Implement Parallelism in Airflow - Part 2
Why do all this?
Out-of-box configuration of Airflow allows us to execute tasks sequentially which is ideal if your DAG depends on it.
However, there are certain use cases which would require for tasks to be run in parallel. Cases where we are trying to load 3 files into 3 separate tables that will be faster when run in parallel.
This story will guide novice Airflow users to implement and experiment with parallelism on their local Airflow installations. For demonstration purposes we have installed Airflow on EC2 machine guide for which can be found here:
Once you have airflow up and running we can now install postgres server and use it as a back end for Airflow instead of SQLite (default).
Step 1: Install postgres
sudo yum install postgresql postgresql-server postgresql-devel postgresql-contrib postgresql-docs
Issue Faced: sudo: postgresql-setup: command not found
It appears postgresql made some fairly major name changes around v9 such that postgresql-setup — initdb and postgresql-setup initdb are now equivalent to initdb.
First, we might need to change permissions/ownership to the data directory.

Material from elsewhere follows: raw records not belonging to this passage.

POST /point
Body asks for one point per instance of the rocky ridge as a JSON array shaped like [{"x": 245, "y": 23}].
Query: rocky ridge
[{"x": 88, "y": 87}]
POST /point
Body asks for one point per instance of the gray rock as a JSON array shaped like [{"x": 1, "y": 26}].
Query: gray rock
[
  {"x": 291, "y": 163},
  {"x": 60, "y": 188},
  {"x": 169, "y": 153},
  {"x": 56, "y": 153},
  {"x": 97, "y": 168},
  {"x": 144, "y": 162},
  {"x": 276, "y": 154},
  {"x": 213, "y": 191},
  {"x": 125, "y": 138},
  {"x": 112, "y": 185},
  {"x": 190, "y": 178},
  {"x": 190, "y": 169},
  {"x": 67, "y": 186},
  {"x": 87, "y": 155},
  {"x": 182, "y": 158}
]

Let us initialize the database with:
initdb -D /var/lib/pgsql92
Issue Faced: initdb: directory “/var/lib/pgsql92” exists
Here try deleting the folder and rerun initdb
sudo rm -rf /var/lib/pgsq192/
Many popular tutorials out there suggest sudo service postgres start
However this seemed to work for me.
pg_ctl -D /var/lib/pgsql -l logfile start
Initialize postgresql
sudo service postgresql initdb
Start postgresql service
sudo service postgresql start
Let us login into the psql to execute our DDL statements.
sudo -u postgres psql
Lets execute the following:
CREATE DATABASE airflow;
Modify pg_hba.conf configuration file
We also need to reconfigure pg_hba.conf to allow connection from airflow.
nano /var/lib/pgsql9/data/pg_hba.conf
Here we have modified IPV4 local connection setting to:
host all all 0.0.0.0/0 trust
Save the file and lets modify postgresql.conf.

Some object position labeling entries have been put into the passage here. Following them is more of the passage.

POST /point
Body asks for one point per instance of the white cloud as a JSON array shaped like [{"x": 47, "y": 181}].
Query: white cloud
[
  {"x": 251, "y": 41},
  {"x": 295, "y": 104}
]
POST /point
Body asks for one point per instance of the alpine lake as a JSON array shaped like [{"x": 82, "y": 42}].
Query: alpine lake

nano /var/lib/pgsql9/data/postgresql.conf
Here we will remove comments from the following lines:
listen_addresses = ‘*’port = 5432
This setting enables the service to listen to any IP address on port 5432. Host and port for this postgres server will then be used by Airflow to store its metadata.
Let’s Restart the service so that changes can take effect.

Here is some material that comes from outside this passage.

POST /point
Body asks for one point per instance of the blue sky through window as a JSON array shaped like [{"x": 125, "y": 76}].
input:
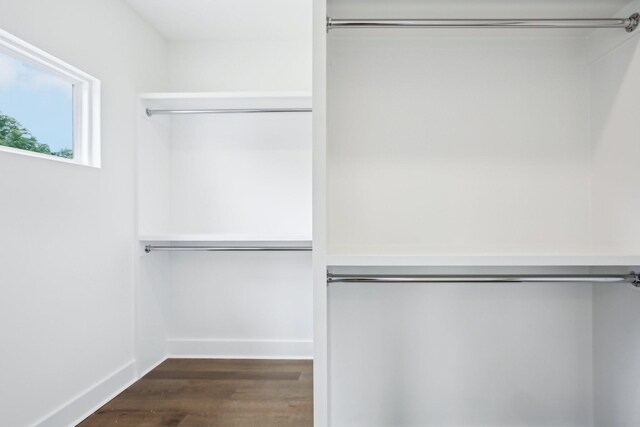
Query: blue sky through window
[{"x": 39, "y": 100}]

sudo service postgresql restart
We should pass along the connection info of the postgresql database to our Airflow Server that we have running.
Head over to our Airflow Config file named airflow.cfg:
- Modify sql_alchemy_conn configuration:
sql_alchemy_conn = postgresql+psycopg2://postgres@localhost:5432/airflow
- Modify executor configuration:
executor = LocalExecutor
Explanation:
- Connection String provided to sql_alchemy_conn allows Airflow to communicate with postgresql Service using postgres username.
- executor configuration when set to LocalExecutor will spawn number of processes that is equal to the value of parallelism set in airflow.conf file.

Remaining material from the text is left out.